As Panetta points out in his message, that “potential deep cut in defense spending is not meant as policy. Rather, it is designed to be unpalatable to spur responsible, balanced deficit reduction and avoid misguided cuts to our security.”

But is it unpalatable enough? When I first heard about the trigger mechanism, it sounded OK (never stellar, but maybe suitable) — cuts to domestic spending to galvanize Medicare-minded liberals, cuts to defense spending to galvanize security-minded conservatives. But I’m increasingly worried, especially in light of the facts. Consider: In 2010, the defense budget was just $712 billion. Compare that to the unfunded liability of Medicare: $30.8 trillion. Because domestic spending is proportionally larger than defense spending, equivalent cuts will disproportionately hurt defense (and don’t buy the business about cuts to “security” rather than “defense” — the Defense Department will bear the brunt).

That means, however much Democrats on the Super Committee might rail against the automatic cuts to domestic spending that would result from the committee’s failure, they would probably stomach those cuts rather than agree to another deal without tax hikes. Schmitt and Donnelly sound optimistic that Republicans will stand firm on taxes — but to stand firm on taxes, they’ll have to be willing to sacrifice defense. I’m optimistic Republicans will defend defense funding — but that means they’ll have to sacrifice taxes. (Of course, debate still exists as to whether the Super Committee can even raise taxes in the first place, but it seems pretty safe to say Obama, at least, thinks the Committee can take a “balanced approach.”) In other words, Republicans will have to cave on tax hikes or the Committee will result in deadlock (and consequent cuts).

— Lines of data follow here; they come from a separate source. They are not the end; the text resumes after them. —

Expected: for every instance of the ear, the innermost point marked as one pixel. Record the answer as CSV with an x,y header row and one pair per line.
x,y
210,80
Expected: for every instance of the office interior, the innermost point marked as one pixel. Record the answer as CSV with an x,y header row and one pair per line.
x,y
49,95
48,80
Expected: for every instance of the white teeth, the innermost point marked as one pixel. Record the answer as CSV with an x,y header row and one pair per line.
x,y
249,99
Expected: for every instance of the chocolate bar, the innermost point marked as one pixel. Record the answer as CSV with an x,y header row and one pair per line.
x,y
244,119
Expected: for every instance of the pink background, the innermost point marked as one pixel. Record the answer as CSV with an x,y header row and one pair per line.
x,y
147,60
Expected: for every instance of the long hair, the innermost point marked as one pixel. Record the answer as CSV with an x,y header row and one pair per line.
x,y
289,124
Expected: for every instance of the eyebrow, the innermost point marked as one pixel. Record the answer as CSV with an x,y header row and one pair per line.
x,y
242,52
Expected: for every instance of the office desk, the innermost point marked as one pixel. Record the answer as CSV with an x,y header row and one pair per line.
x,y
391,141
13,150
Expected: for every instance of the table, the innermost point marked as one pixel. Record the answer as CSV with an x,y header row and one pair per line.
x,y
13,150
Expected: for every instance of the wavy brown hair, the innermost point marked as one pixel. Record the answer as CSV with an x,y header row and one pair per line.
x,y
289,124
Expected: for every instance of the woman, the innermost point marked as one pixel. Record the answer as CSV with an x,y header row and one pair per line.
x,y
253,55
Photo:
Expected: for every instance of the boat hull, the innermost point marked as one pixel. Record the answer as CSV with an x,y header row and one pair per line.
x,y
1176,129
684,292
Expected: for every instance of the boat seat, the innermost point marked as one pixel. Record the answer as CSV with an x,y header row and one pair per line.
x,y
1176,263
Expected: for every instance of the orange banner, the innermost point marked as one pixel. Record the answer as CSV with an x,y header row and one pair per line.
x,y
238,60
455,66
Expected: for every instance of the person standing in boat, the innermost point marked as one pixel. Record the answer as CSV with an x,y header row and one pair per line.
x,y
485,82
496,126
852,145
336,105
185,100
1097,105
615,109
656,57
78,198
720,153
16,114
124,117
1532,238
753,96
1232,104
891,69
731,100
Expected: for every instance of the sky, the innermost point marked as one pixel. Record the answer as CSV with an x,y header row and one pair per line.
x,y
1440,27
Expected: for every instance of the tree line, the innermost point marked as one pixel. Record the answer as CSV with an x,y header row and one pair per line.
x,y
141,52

But here’s why Republicans should remain steadfast and why the Committee shouldn’t deadlock: The facts clearly demonstrate that entitlement spending is the problem. Just as all the talk of “revenues” distracts from the basic truth that we have a spending problem, so all the talk about “defense spending” distracts from the basic truth that we have an entitlement problem. As this chart from The Heritage Foundation shows, completely eliminating defense spending still wouldn’t solve the country’s fiscal issues:

Republicans on the Super Committee better remember that. As everybody keeps saying, the Committee composition will be crucial: We’ll need deficit and defense hawks.